I'm afraid don't have the time to go and chase down references you seek - I do not have any already on hand and you can easily search for them yourself.
I think that you are getting into usage and flow and handshaking details, which is something you would need to think through as part of your project.
If you read through the docs (PDFs) for the different OpenCores FPU projects, and also for the Xilinx cores, you will notice the following trends:
-> The Usselmann FPU will not provide a "ready" or "done" output flag, but instead accepts new data on every cycle and has the exact same number of cycles of latency (4 cycles) per *any* operation (but it is also not able to run at a very high frequency since it is only a four-deep pipeline even for e.g. a divide).
-> The Jidan FPU instead outputs a "ready" signal, which must be used to know when a new data can be fed into it, but this also allows a different number of cycles for different operations.
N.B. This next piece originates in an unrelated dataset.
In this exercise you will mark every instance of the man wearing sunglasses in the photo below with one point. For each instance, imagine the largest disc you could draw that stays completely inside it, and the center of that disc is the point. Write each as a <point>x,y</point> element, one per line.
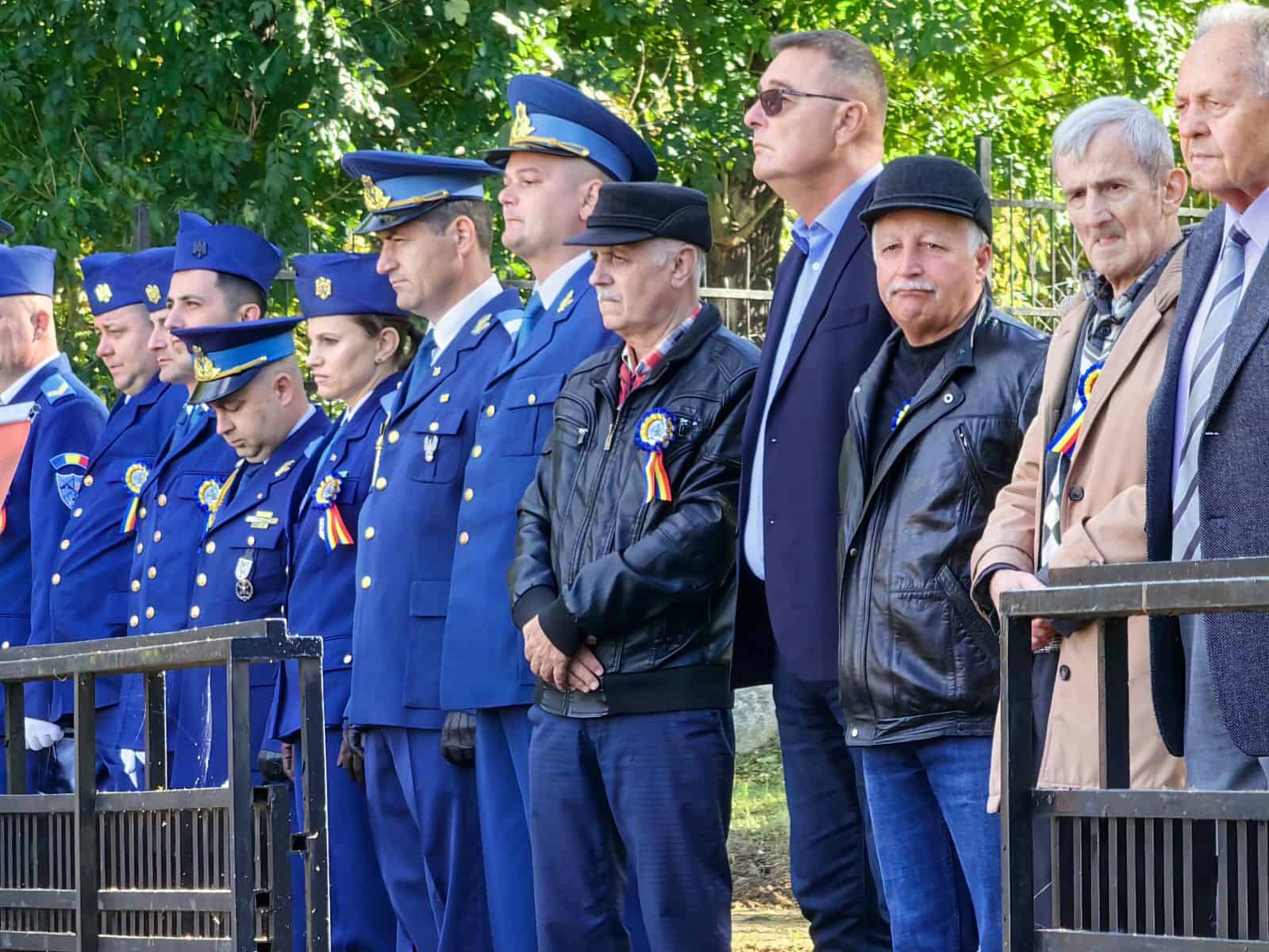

-> The Xilinx core does not support multiple operations in the same core (you would need to combine a few of these together with added logic to create a true FPU).
I think you can easily gather and understand knowledge for yourself.
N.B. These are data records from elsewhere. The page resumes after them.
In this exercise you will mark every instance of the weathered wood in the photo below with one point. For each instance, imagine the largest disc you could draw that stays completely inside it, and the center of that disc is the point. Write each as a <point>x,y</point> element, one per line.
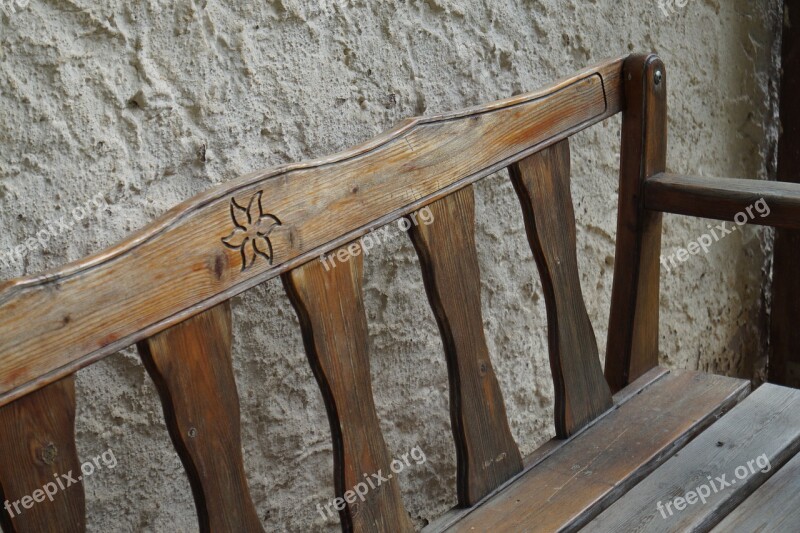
<point>486,453</point>
<point>583,477</point>
<point>192,369</point>
<point>451,517</point>
<point>784,335</point>
<point>632,346</point>
<point>329,304</point>
<point>765,203</point>
<point>775,506</point>
<point>765,425</point>
<point>234,237</point>
<point>542,185</point>
<point>41,488</point>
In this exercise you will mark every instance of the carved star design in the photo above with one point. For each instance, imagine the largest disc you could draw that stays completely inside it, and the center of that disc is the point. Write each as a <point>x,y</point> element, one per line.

There are certainly more papers out there about how to approach the pipelining and balancing and data-flow issues with an FPU design.
For example, I just now searched for "fpu design pdf" and quickly found the following:
ftp://reports.stanford.edu/pub/cstr/reports/csl/tr/96/711/CSL-TR-96-711.pdf
Maybe you could start reading through this and also consider some of the references listed in the bibliography?
Good luck with your project ...